While this logic seems sound, a naive implementation that re-scans the entire collection from scratch for every input would result in quadratic time complexity.
def commit_messages(offsets: list[int]) -> list[int]:
n = len(offsets)
processed = [False] * n
results = []
last_committed = -1
for x in offsets:
processed[x] = True
# If the newly arrived offset is exactly what we need next
if x == last_committed + 1:
curr = x
# Scan forward to see how many buffered messages we can now commit
while curr + 1 < n and processed[curr + 1]:
curr += 1
last_committed = curr
results.append(last_committed)
else:
results.append(-1)
return results
Time complexity: O(N) — Although there is a nested while loop, the last_committed pointer only moves forward and never resets, ensuring each offset is visited by the inner loop at most once across the entire execution.
Space complexity: O(N) — We maintain a boolean array processed of size N to track which offsets have arrived.
Optimal / best approach
The "Brute Force" described above is actually quite efficient in terms of time complexity ($O(N)$) because of the Amortized Analysis of the pointer movement. However, we can refine the implementation to be as clean and idiomatic as possible.
We use a boolean array (or a bitset) to track seen offsets and a single integer variable next_expected to track the first offset that has not been committed yet. Whenever the incoming offset matches next_expected, we "flush" the buffer by incrementing next_expected as far as possible using the previously seen offsets.

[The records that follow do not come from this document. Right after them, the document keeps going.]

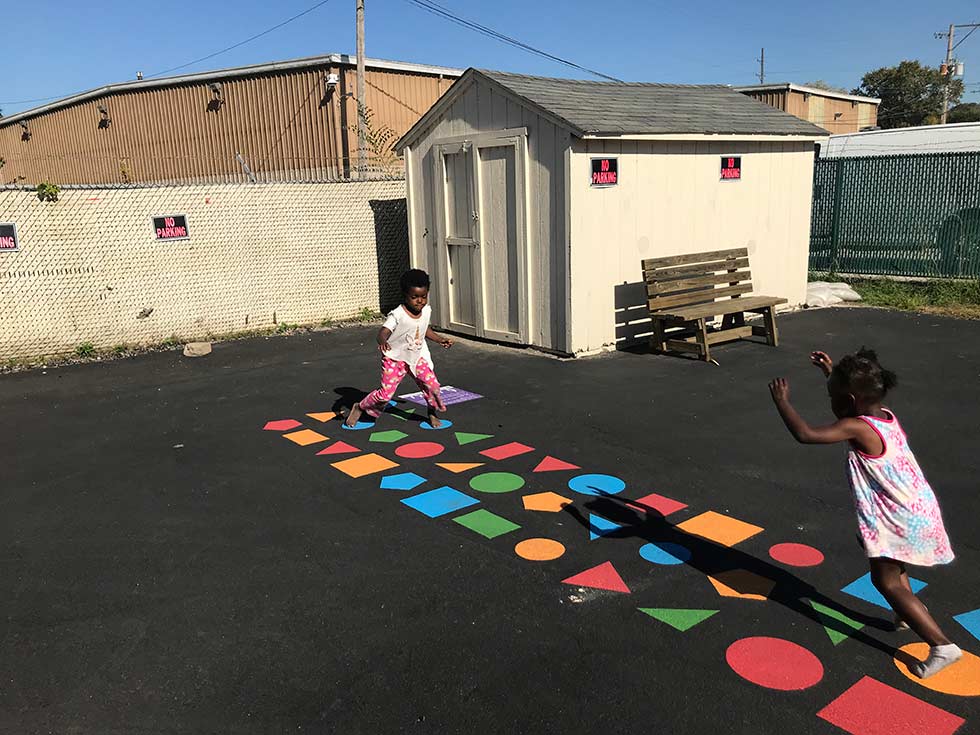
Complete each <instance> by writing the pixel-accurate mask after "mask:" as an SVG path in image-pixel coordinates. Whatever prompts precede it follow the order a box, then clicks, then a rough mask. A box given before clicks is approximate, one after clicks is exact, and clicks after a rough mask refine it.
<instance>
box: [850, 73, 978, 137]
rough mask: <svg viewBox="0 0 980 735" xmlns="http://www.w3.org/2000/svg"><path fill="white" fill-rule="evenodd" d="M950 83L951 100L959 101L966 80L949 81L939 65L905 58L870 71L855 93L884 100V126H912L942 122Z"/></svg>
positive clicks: (889, 127) (879, 111)
mask: <svg viewBox="0 0 980 735" xmlns="http://www.w3.org/2000/svg"><path fill="white" fill-rule="evenodd" d="M947 83H948V84H949V101H950V102H951V103H952V104H956V103H957V102H959V100H960V97H962V96H963V82H961V81H960V80H958V79H953V80H948V79H947V78H945V77H944V76H943V75H942V74H941V73H940V71H939V69H936V68H935V67H931V66H923V65H922V64H920V63H919V62H918V61H903V62H901V63H900V64H899V65H898V66H885V67H882V68H880V69H875V70H874V71H869V72H868V73H867V74H865V75H864V77H863V78H862V79H861V86H860V87H858V88H857V89H855V90H854V92H853V93H854V94H863V95H866V96H869V97H878V98H880V99H881V106H880V107H879V108H878V125H879V127H882V128H908V127H912V126H915V125H931V124H934V123H936V122H938V121H939V116H940V115H941V114H942V106H943V86H944V85H945V84H947Z"/></svg>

def commit_messages(offsets: list[int]) -> list[int]:
n = len(offsets)
# Track which offsets have been received but not yet committed
seen = [False] * n
results = []
# next_expected is the offset we are currently waiting for to advance the commit
next_expected = 0
for offset in offsets:
seen[offset] = True
# If the incoming offset is the one that completes the contiguous block
if offset == next_expected:
# Advance next_expected as far as possible
while next_expected < n and seen[next_expected]:
next_expected += 1
# The highest committed offset is next_expected - 1
results.append(next_expected - 1)
else:
# The gap is still there; cannot commit anything new
results.append(-1)
return results
Time complexity: O(N) — Each element in the offsets array is processed once, and the next_expected pointer increments at most $N$ times throughout the entire function.

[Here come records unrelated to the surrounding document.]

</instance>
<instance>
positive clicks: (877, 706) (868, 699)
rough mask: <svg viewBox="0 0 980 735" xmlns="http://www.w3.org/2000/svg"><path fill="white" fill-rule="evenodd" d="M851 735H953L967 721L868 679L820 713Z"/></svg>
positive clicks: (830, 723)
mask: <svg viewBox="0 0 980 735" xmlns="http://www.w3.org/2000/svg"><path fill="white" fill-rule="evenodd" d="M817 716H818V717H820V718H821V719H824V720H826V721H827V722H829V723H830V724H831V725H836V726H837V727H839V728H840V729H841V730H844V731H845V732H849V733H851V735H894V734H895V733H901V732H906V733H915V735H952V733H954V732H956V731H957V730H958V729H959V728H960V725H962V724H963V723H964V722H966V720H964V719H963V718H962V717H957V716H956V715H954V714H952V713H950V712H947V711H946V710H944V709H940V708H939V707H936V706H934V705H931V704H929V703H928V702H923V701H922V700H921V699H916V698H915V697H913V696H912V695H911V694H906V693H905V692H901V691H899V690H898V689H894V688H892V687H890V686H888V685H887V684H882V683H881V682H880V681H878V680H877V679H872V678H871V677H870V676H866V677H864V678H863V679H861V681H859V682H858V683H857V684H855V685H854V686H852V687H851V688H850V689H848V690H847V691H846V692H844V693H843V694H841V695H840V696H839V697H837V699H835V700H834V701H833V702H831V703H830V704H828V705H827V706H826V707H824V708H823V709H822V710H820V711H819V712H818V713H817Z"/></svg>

Space complexity: O(N) — We require a boolean array seen of size $N$ and an output list of size $N$.
Why this works
The core constraint is that we cannot commit offset x unless all offsets 0...x-1 are committed. This means the "commit point" is strictly monotonic. By using a boolean array as a fast-access buffer, we can store "future" messages that arrive before their predecessors. As soon as the "missing link" (the next_expected offset) arrives, it acts as a trigger to release all contiguous messages stored in the buffer.